Leur rémunération moyenne se situe aux environs de 10,9 millions de dollars. Ça signifie qu’ils gagnent 191 fois plus que le salaire moyen d’un travailleur au Canada. Une hausse vertigineuse puisqu’en 1998, ils gagnaient 62 fois plus, selon les chiffres de l’Institut sur la gouvernance d’organisations privées et publiques (IGOPP).

Et ça continue de grimper. Le mois dernier, on a appris que la rémunération des cinq principaux dirigeants de la Banque Nationale avait atteint 36,3 millions en 2021, en hausse de 43,5 % par rapport à l’année précédente. Sur cette somme, la part du PDG sortant, Louis Vachon, s’est élevée à 10,7 millions.

Il ne s’agit pas d’une anomalie. En 2021, les PDG de la Banque Royale, de la Banque de Montréal et de la Banque TD ont empoché respectivement 16,67 millions, 14,87 millions et 13,49 millions.

La croissance s’est donc emballée un peu partout. Plus vite, plus haut, plus… indécent.

En cette Journée internationale des travailleuses et des travailleurs, il importe de le dénoncer.

L’IGOPP, qui a publié deux « prises de position » dans ce dossier crucial au cours des dernières années, déplore la situation actuelle.

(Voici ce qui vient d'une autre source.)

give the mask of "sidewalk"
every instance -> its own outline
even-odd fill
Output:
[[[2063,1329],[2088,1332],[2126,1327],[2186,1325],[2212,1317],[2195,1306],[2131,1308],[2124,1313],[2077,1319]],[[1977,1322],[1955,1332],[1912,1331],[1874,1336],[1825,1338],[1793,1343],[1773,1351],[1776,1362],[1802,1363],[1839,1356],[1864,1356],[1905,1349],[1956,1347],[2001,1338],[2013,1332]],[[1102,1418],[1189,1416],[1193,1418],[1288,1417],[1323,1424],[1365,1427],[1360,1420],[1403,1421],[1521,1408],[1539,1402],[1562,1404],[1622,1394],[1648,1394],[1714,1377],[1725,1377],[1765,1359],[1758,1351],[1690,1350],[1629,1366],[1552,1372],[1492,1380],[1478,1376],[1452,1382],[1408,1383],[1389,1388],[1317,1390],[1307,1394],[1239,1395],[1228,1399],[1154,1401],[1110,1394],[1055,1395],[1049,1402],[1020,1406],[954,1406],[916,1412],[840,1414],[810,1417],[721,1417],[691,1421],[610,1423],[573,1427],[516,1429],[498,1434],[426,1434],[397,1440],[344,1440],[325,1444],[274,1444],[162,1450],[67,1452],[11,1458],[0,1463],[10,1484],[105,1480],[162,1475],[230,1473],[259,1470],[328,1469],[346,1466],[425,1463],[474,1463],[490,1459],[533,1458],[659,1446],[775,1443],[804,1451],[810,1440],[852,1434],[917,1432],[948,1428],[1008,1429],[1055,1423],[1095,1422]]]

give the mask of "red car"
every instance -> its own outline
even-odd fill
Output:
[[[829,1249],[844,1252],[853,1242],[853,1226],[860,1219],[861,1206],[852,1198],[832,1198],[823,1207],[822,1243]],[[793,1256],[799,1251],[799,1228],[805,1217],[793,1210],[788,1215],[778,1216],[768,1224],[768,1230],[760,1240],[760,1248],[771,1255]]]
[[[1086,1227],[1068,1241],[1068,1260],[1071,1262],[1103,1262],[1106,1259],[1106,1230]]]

Et il propose une série de pistes à suivre pour s’en sortir.

L’Institut estime notamment que les conseils d’administration doivent changer leur approche lorsqu’il s’agit d’adopter des programmes de rémunération pour les dirigeants d’entreprise.

Car cette démarche, selon l’Institut, s’appuie sur « des hypothèses empiriquement douteuses, sinon carrément fausses ».

Y compris sur une « surévaluation de la relation entre le prix de l’action et les efforts individuels des dirigeants (minimisant le rôle de la chance dans la production de fortes rémunérations) ».

Il est important de préciser ici que depuis des années, ces chiffres astronomiques découlent du fait qu’une partie de la rémunération des PDG comprend diverses mesures incitatives qui vont au-delà du salaire de base – des actions et des options pour l’achat éventuel d’actions, par exemple.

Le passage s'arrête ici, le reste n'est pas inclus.